Marta Robles
Contar víctimas
Leo las distintas informaciones recientes sobre pateras y naufragios y encuentro, en todas, los números en los que se encierran las víctimas sin cara de esta tragedia recurrente. Los últimos desgraciados que han dejado sus alientos en ese mar que se los traga sin compasión han sido seis. O quizás nueve, porque cuatro más han desaparecido en las mismas aguas voraces. Nunca sabremos sus nombres. Ni sus ambiciones. Ni sus sueños. Los contabilizaremos en ese registro de «personas perdidas» que se va engrosando en cada desastre e incluso, durante un momento, sentiremos cierta lástima desgastada por ellos. Tenemos tan asumido que, cada poco, morirán unos cuantos, que ya ni nos duele ni nos aturde sumar sus muertes a la de tantos otros que, antes que ellos, corrieron su misma suerte. Para que los números no nos inquieten demasiado, solo contabilizamos los muerto de cada año y en el Mediterráneo. «El año pasado fueron tres mil setenta y dos», nos decimos. «Que barbaridad», nos contestamos. Y, después de horrorizarnos un poquito y de comentar, tal vez, eso de «que injusto es el mundo» volvemos a nuestros quehaceres habituales como si nada hubiera pasado o, como mucho, nos enzarzamos durante algunos minutos en alguna acalorada discusión sobre qué medidas habría que tomar con los inmigrantes en nuestro país, en Europa o en el mundo. Y luego nos olvidamos.
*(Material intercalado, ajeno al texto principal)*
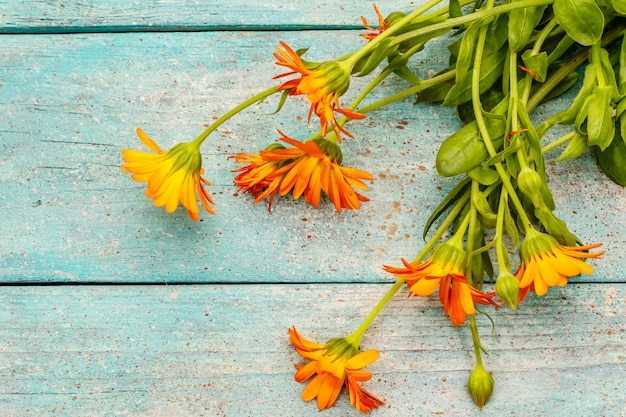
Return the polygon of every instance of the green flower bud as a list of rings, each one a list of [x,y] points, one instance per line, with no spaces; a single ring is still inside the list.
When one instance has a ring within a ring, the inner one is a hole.
[[[522,168],[517,176],[517,186],[533,202],[535,207],[542,206],[541,187],[543,180],[541,176],[528,167]]]
[[[482,365],[476,365],[476,369],[474,369],[474,372],[472,372],[467,381],[467,389],[470,394],[472,394],[474,402],[481,410],[483,406],[487,404],[487,401],[489,401],[493,393],[493,386],[494,381],[491,374],[487,372]]]
[[[496,294],[513,311],[519,302],[519,280],[509,271],[504,271],[496,281]]]

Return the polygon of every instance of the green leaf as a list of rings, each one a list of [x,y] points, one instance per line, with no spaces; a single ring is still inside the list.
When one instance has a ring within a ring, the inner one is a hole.
[[[513,0],[511,3],[522,3],[524,0]],[[545,6],[524,7],[509,13],[509,47],[513,52],[519,52],[528,42],[539,24]]]
[[[448,4],[448,14],[450,17],[461,17],[463,16],[463,12],[461,11],[461,4],[459,0],[450,0]]]
[[[428,230],[433,225],[435,221],[443,214],[444,211],[448,209],[452,204],[461,199],[463,195],[468,192],[468,185],[470,183],[470,178],[465,178],[463,181],[459,182],[446,197],[439,203],[437,208],[433,210],[432,214],[426,221],[426,225],[424,226],[424,232],[422,233],[422,238],[426,240],[426,235],[428,234]]]
[[[484,55],[479,80],[479,91],[484,93],[493,85],[493,83],[502,76],[502,66],[506,59],[507,48],[500,48],[497,52],[493,52],[489,55]],[[459,67],[457,67],[457,74],[459,74]],[[444,106],[457,106],[461,103],[465,103],[472,98],[472,75],[471,72],[467,73],[460,81],[450,89],[448,95],[443,101]]]
[[[486,166],[476,167],[470,170],[467,175],[482,185],[491,185],[500,180],[500,175],[498,175],[495,170],[487,168]]]
[[[579,44],[591,46],[602,38],[604,15],[595,0],[554,0],[553,9],[559,25]]]
[[[574,159],[582,155],[587,150],[586,138],[578,132],[574,132],[574,137],[567,144],[561,155],[556,159],[556,162],[567,161]]]
[[[524,61],[524,66],[532,71],[530,75],[535,80],[540,83],[546,80],[548,76],[548,54],[545,51],[538,54],[533,54],[530,49],[524,51],[522,61]]]
[[[499,162],[504,161],[504,159],[513,154],[514,152],[516,152],[518,149],[520,149],[522,147],[522,141],[518,139],[518,136],[515,136],[513,141],[509,144],[509,146],[507,146],[506,148],[504,148],[502,151],[498,152],[497,154],[495,154],[494,156],[492,156],[491,158],[489,158],[486,162],[485,162],[485,166],[493,166]]]
[[[626,3],[624,0],[613,0],[613,9],[622,15],[626,15]]]
[[[619,137],[620,130],[615,129],[616,136],[611,144],[604,151],[596,148],[595,154],[602,172],[615,184],[626,187],[626,143]]]
[[[597,145],[605,150],[615,135],[615,122],[613,121],[613,107],[611,95],[613,89],[610,86],[597,86],[593,90],[589,101],[587,116],[587,143]]]
[[[472,207],[476,209],[478,213],[478,221],[487,229],[496,227],[498,216],[495,215],[485,194],[482,192],[472,193]]]
[[[487,130],[496,149],[504,141],[508,99],[502,100],[488,117]],[[496,138],[496,139],[494,139]],[[453,177],[476,168],[489,158],[478,125],[469,123],[443,141],[436,158],[437,172],[444,177]]]

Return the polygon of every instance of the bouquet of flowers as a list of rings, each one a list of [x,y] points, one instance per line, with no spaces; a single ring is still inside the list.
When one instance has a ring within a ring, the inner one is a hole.
[[[150,152],[123,150],[122,169],[146,182],[146,196],[167,212],[182,205],[197,220],[201,205],[214,214],[211,184],[203,176],[204,140],[270,96],[279,96],[277,112],[291,97],[305,96],[307,120],[319,124],[318,132],[298,140],[278,131],[278,140],[265,149],[231,155],[239,164],[234,184],[254,202],[267,201],[268,210],[277,194],[292,194],[314,207],[330,200],[341,214],[368,201],[362,193],[374,179],[343,165],[342,141],[358,140],[349,123],[375,117],[377,109],[407,97],[416,105],[454,106],[464,125],[441,144],[435,162],[439,175],[457,177],[458,184],[426,222],[423,249],[413,259],[382,266],[395,284],[351,335],[316,343],[295,327],[288,334],[307,361],[296,365],[295,374],[296,381],[309,381],[304,401],[316,399],[319,409],[328,408],[345,387],[351,404],[369,412],[383,401],[360,385],[372,377],[363,368],[378,358],[377,350],[360,350],[368,327],[405,285],[415,296],[437,292],[452,325],[468,323],[476,366],[467,387],[482,408],[494,380],[483,365],[476,312],[515,310],[529,293],[542,296],[568,277],[590,274],[586,259],[603,254],[600,243],[583,243],[555,215],[544,155],[560,149],[556,161],[566,161],[590,148],[607,177],[626,186],[626,2],[430,0],[386,17],[376,5],[374,11],[374,27],[361,18],[363,45],[340,57],[309,61],[306,49],[279,42],[271,87],[234,106],[190,142],[163,150],[137,129]],[[420,79],[415,58],[442,37],[449,40],[449,66]],[[392,76],[406,88],[361,105]],[[353,77],[371,80],[346,104]],[[537,105],[572,88],[578,91],[568,109],[533,123]],[[546,143],[546,132],[556,125],[569,126],[569,133]]]

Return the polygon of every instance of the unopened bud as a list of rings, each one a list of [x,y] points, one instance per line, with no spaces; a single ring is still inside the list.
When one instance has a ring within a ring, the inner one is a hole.
[[[496,294],[515,311],[519,302],[519,280],[508,271],[500,273],[496,281]]]
[[[493,377],[485,368],[478,364],[467,381],[467,389],[478,408],[482,409],[493,393]]]

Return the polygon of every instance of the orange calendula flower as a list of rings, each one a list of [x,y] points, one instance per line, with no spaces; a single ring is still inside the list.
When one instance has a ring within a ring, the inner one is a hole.
[[[320,119],[322,136],[326,136],[328,126],[335,132],[337,139],[341,141],[340,133],[352,137],[342,126],[337,123],[335,112],[341,113],[350,119],[363,119],[364,114],[344,109],[339,105],[339,97],[350,86],[350,70],[341,64],[328,61],[324,63],[305,64],[298,53],[285,42],[280,42],[281,47],[276,47],[278,53],[274,53],[276,64],[287,67],[291,71],[280,74],[274,78],[299,74],[300,76],[282,83],[279,90],[289,90],[289,95],[304,94],[311,102],[309,109],[309,122],[311,115],[315,113]]]
[[[365,171],[341,166],[341,149],[336,143],[326,139],[303,143],[279,133],[280,140],[293,147],[276,143],[258,154],[231,156],[238,163],[247,164],[234,171],[239,172],[234,182],[239,190],[254,194],[255,203],[270,196],[268,210],[271,210],[276,193],[284,196],[292,190],[294,200],[304,195],[306,202],[315,208],[324,191],[339,213],[344,208],[358,210],[362,201],[369,201],[353,187],[366,190],[367,185],[361,180],[374,177]]]
[[[295,365],[295,380],[305,382],[313,379],[302,391],[302,399],[317,399],[320,410],[331,407],[343,386],[350,394],[350,404],[362,413],[378,408],[384,402],[363,389],[358,383],[372,378],[371,372],[361,368],[378,359],[377,350],[359,352],[349,338],[332,339],[325,344],[304,339],[295,328],[289,329],[289,340],[296,351],[310,362],[304,366]]]
[[[180,143],[165,152],[139,128],[137,136],[156,153],[124,149],[122,170],[131,172],[135,181],[148,183],[146,197],[153,198],[156,207],[165,206],[168,213],[176,210],[180,203],[193,220],[198,220],[197,195],[204,209],[214,214],[209,205],[214,204],[213,200],[205,189],[211,183],[201,176],[202,157],[198,145]]]
[[[549,287],[567,284],[567,278],[591,274],[593,268],[582,258],[598,258],[604,252],[587,252],[601,243],[586,246],[563,246],[552,236],[529,229],[520,247],[521,264],[516,272],[519,279],[520,302],[529,290],[544,295]]]
[[[465,251],[447,242],[435,248],[432,256],[422,263],[402,259],[403,268],[384,266],[384,269],[405,280],[415,295],[429,296],[439,287],[444,314],[458,326],[465,323],[467,314],[475,314],[474,303],[499,307],[493,301],[495,292],[484,293],[468,284],[463,275],[465,262]]]
[[[388,28],[387,22],[385,22],[385,18],[380,14],[380,11],[378,10],[378,7],[376,6],[376,4],[374,4],[374,11],[376,12],[376,16],[378,16],[378,28],[371,27],[367,23],[367,19],[361,16],[361,22],[363,22],[363,26],[365,26],[365,29],[369,30],[371,33],[362,33],[359,36],[367,39],[368,42],[372,41],[374,38],[376,38],[378,35],[383,33]]]

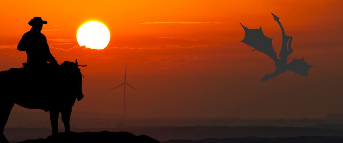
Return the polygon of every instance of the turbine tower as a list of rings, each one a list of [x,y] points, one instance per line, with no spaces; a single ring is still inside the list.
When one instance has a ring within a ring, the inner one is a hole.
[[[109,91],[110,91],[111,90],[112,90],[114,89],[114,88],[116,88],[117,87],[119,87],[119,86],[122,86],[122,85],[124,85],[124,118],[125,118],[126,116],[126,111],[125,111],[125,108],[126,108],[125,104],[126,104],[126,101],[125,101],[125,97],[125,97],[125,91],[126,91],[126,85],[127,84],[128,85],[129,85],[129,86],[131,87],[131,88],[133,88],[133,89],[135,91],[137,91],[137,92],[138,92],[139,93],[141,93],[139,91],[138,91],[137,90],[136,90],[134,87],[132,87],[132,86],[131,86],[131,85],[130,85],[130,84],[126,82],[126,67],[127,67],[127,64],[126,64],[126,63],[125,64],[125,75],[124,75],[124,82],[123,82],[123,83],[122,83],[122,84],[119,84],[119,85],[118,85],[118,86],[116,86],[116,87],[113,88],[110,90]]]

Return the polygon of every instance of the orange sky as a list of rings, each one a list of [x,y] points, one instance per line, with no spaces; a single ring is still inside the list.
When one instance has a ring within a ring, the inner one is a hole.
[[[143,118],[321,118],[343,113],[343,11],[340,1],[9,1],[2,2],[0,70],[21,67],[16,45],[35,16],[48,21],[42,33],[56,59],[81,68],[85,97],[73,110],[122,115],[125,64],[128,116]],[[262,26],[281,48],[280,17],[294,38],[289,57],[315,65],[309,77],[287,72],[267,82],[272,61],[239,42]],[[102,50],[83,49],[78,28],[92,20],[108,28]],[[159,23],[159,22],[172,22]],[[16,106],[14,110],[28,110]]]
Y todos ellos, los muertos, tal vez en esta última ocasión guineanos, acaso de nombre Mamadou, Ibrahima, Abdoulaye o quizás Mohamed o Boubacar se convierten en fantasmas sin rostro, que vagan por ese universo de cifras de horrores a los que solo prestamos atención, cuando tenemos que aumentarlas... Cuando hay nuevas víctimas que contar.